Eligibility Criteria
Inclusion criteria:

- Language: English
- Document type: Article (including conference papers classified as articles)
- Indexing: Must be listed in WoS Core Collection
- Topic relevance: Must explicitly address grey clustering methods or applications
Exclusion criteria:

- Non-English publications (9 excluded)
- Non-article document types (324 excluded)
- Retracted papers (7 excluded)
- Papers published in 2025 (8 excluded due to incomplete year coverage)
- Irrelevant papers (5 excluded after manual screening)
Final dataset: 318 articles.
Screening Process
- The PRISMA 2020 methodology was followed for systematic selection.
- Articles were filtered using keyword queries, then screened manually for topical relevance.
- Duplicates, non-relevant, and retracted records were excluded.
- The final selection is illustrated in Figure 1 of the manuscript (PRISMA flowchart).
Tools and Software
- Biblioshiny (R package Bibliometrix 5.0) – descriptive and network bibliometric analyses
- VOSviewer 1.6.20 and CiteSpace 6.2.R4 – visualization of co-occurrence and citation networks
- Python 3.11 environment for NLP analyses:
- Gensim – Latent Dirichlet Allocation (LDA)
- BERTopic – transformer-based topic modeling (using HDBSCAN clustering)
- Grid search used for LDA alpha/eta tuning; BERTopic parameters (minimum cluster size, sample size) optimized for balance between coherence and interpretability.
Data Preprocessing for NLP
- Text converted to lowercase
- Punctuation and special characters removed
- Token normalization applied (e.g., “GST” → “grey systems theory”)
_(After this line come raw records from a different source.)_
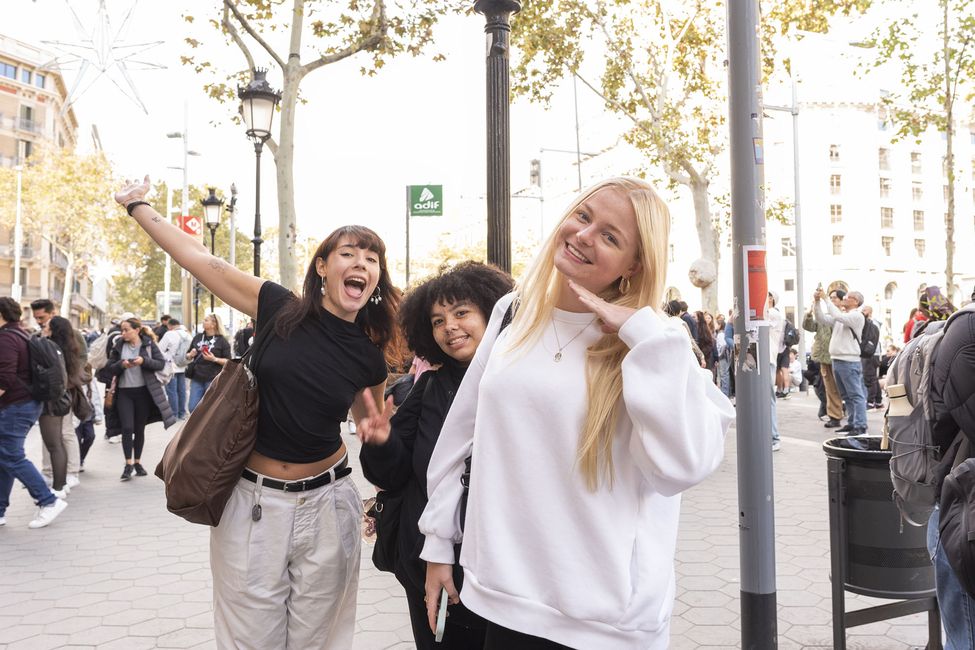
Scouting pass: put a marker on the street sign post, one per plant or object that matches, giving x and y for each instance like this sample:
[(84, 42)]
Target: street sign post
[(421, 201)]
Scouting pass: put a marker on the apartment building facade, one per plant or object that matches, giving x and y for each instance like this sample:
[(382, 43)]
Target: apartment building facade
[(32, 112)]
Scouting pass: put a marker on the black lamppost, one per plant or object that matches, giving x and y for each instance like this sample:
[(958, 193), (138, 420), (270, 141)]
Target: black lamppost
[(212, 206), (258, 101), (498, 30)]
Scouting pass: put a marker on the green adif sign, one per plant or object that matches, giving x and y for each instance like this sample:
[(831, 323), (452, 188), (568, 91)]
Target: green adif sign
[(426, 201)]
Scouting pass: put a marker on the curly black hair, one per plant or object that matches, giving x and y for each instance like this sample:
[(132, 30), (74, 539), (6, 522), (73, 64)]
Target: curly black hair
[(481, 284)]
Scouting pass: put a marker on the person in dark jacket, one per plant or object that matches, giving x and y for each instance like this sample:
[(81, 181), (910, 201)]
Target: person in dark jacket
[(18, 413), (140, 397), (443, 319), (209, 351), (953, 400)]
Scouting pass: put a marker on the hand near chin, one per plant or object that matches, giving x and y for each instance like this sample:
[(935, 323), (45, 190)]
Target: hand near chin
[(374, 428), (611, 317)]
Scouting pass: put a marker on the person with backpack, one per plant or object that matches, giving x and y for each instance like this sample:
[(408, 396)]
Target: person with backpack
[(844, 350), (19, 410), (585, 419), (444, 319), (870, 359), (952, 395), (175, 344)]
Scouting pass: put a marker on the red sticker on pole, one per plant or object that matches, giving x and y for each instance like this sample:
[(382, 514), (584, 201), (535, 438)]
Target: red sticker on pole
[(756, 286), (191, 225)]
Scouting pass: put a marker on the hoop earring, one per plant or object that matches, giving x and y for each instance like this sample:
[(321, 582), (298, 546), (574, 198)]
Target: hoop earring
[(624, 285)]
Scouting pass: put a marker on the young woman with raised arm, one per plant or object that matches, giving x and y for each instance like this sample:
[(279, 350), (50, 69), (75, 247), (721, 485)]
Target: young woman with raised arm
[(585, 419), (285, 556)]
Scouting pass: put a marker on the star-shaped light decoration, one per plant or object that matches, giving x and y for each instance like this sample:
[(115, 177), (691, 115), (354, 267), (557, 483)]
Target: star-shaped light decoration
[(104, 52)]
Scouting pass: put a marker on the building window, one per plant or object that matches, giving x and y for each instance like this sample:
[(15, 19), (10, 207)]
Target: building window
[(917, 191), (919, 220), (886, 217), (883, 156), (884, 187), (835, 184)]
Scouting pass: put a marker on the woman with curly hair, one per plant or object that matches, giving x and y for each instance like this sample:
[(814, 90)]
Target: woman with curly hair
[(285, 556), (444, 320), (585, 419)]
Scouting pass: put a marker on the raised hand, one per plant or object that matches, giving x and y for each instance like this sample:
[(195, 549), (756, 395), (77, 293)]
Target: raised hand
[(374, 428), (133, 191), (611, 317)]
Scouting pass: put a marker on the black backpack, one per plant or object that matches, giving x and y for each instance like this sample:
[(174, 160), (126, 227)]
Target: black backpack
[(48, 377)]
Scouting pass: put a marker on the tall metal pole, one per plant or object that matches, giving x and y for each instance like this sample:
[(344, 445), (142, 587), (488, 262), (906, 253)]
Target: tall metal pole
[(258, 145), (498, 30), (753, 368)]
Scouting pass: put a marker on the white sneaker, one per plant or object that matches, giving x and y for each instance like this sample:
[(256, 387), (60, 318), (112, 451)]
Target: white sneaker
[(47, 514)]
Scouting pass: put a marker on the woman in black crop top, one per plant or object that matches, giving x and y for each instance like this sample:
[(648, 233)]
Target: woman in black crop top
[(285, 556)]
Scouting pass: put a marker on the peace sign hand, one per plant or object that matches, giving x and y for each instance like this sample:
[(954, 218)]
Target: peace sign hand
[(374, 428), (611, 317), (133, 191)]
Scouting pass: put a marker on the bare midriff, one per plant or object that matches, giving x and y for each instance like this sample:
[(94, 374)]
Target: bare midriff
[(292, 471)]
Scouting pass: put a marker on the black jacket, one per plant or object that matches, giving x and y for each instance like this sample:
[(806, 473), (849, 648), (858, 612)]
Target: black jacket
[(402, 462), (953, 386)]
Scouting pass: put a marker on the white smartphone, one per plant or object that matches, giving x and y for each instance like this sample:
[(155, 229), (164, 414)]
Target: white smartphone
[(441, 616)]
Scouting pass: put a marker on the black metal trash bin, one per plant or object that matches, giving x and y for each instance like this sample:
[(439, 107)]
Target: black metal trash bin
[(870, 553)]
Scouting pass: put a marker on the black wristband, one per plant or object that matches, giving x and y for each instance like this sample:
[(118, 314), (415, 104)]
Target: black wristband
[(132, 206)]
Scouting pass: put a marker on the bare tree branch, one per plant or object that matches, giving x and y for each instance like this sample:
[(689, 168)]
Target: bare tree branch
[(252, 32), (234, 34), (371, 41)]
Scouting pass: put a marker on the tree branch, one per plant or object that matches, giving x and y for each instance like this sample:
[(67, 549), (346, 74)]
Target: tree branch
[(234, 34), (253, 34), (369, 42)]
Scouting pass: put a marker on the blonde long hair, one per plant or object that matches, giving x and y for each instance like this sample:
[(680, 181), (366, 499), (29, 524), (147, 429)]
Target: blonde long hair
[(539, 292)]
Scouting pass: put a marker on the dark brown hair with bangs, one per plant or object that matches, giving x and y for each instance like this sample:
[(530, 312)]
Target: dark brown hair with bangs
[(378, 321)]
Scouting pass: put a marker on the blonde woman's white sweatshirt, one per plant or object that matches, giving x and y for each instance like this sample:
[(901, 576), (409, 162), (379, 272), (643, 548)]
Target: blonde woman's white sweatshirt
[(542, 554)]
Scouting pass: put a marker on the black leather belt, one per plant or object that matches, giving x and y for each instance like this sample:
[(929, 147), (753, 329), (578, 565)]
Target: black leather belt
[(340, 470)]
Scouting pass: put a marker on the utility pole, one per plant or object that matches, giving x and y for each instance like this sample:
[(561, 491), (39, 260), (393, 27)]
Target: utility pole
[(498, 30), (753, 368)]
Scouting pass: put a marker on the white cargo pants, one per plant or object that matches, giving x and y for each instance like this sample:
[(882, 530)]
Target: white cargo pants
[(288, 580)]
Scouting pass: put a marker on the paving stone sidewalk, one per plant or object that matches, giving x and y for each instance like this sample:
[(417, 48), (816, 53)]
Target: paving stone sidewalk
[(117, 571)]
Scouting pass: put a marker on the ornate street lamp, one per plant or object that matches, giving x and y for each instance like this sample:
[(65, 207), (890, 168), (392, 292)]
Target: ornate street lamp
[(212, 207), (258, 103), (498, 31)]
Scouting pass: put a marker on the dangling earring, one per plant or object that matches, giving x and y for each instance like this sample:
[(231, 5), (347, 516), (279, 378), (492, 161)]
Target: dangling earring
[(624, 285)]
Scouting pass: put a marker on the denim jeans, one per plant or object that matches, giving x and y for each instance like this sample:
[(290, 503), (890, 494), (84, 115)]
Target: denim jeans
[(15, 422), (957, 607), (849, 379), (197, 388), (176, 393)]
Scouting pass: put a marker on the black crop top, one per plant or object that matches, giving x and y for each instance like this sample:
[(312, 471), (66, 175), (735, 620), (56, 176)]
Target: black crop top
[(307, 383)]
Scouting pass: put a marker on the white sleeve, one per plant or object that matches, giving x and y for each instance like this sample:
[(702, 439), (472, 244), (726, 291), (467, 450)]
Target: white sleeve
[(679, 416), (440, 521)]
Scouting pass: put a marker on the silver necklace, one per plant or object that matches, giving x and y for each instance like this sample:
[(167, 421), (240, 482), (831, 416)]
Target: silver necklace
[(558, 354)]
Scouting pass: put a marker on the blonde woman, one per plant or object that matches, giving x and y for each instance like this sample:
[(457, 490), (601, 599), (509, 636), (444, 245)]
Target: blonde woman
[(586, 417), (209, 352)]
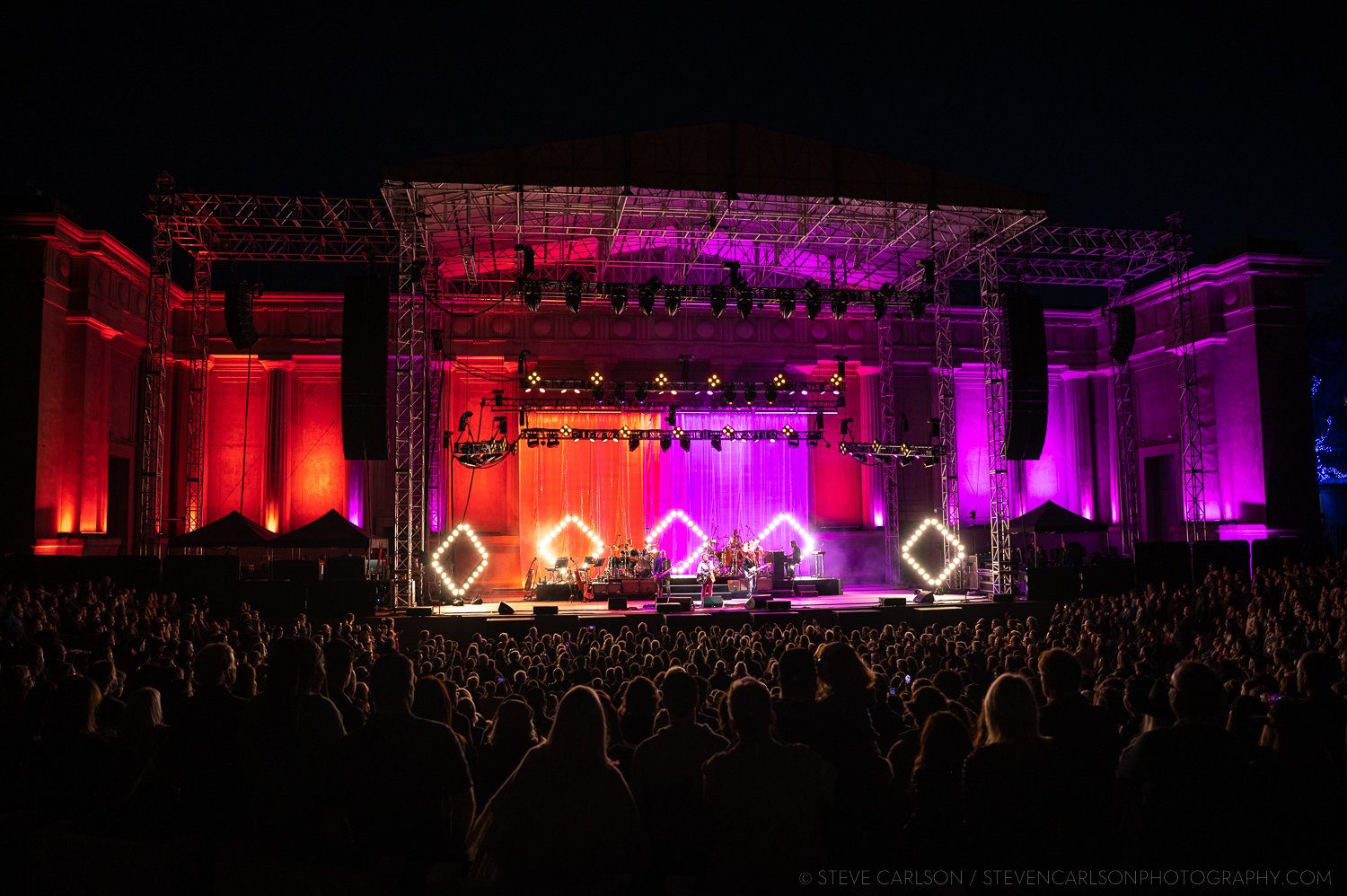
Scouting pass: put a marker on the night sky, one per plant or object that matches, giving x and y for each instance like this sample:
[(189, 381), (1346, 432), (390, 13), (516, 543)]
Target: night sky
[(1230, 115)]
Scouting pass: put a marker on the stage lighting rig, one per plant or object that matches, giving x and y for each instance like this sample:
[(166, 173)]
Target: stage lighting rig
[(883, 298), (646, 295), (813, 298), (573, 288), (718, 301), (838, 303)]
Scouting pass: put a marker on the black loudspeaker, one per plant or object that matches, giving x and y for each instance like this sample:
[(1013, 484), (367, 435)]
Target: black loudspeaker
[(239, 323), (1123, 331), (364, 369), (1026, 377)]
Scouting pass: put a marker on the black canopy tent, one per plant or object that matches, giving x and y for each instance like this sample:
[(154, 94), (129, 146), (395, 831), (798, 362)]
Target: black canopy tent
[(232, 530), (331, 530)]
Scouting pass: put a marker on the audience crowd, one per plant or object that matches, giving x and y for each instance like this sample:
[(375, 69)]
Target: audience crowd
[(1164, 726)]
- Domain-specific stopwords and selection terms removed (e.g., “greycluster”, “graycluster”)
- Term lemmatization performed for semantic consistency
Key Outcomes Measured
- Annual scientific production and growth rate
- Most influential sources, authors, and documents (citation and co-citation metrics)
- Keyword Plus and Authors’ Keywords co-occurrence networks
- Thematic maps (Biblioshiny) and evolution across time periods
- Topic discovery via LDA and BERTopic, with cross-validation
- Identification of research gaps, challenges, and future directions
Retrospective Registration Note
This protocol was registered retrospectively after data extraction began, in accordance with PRISMA 2020 transparency guidelines. No amendments have been made after registration.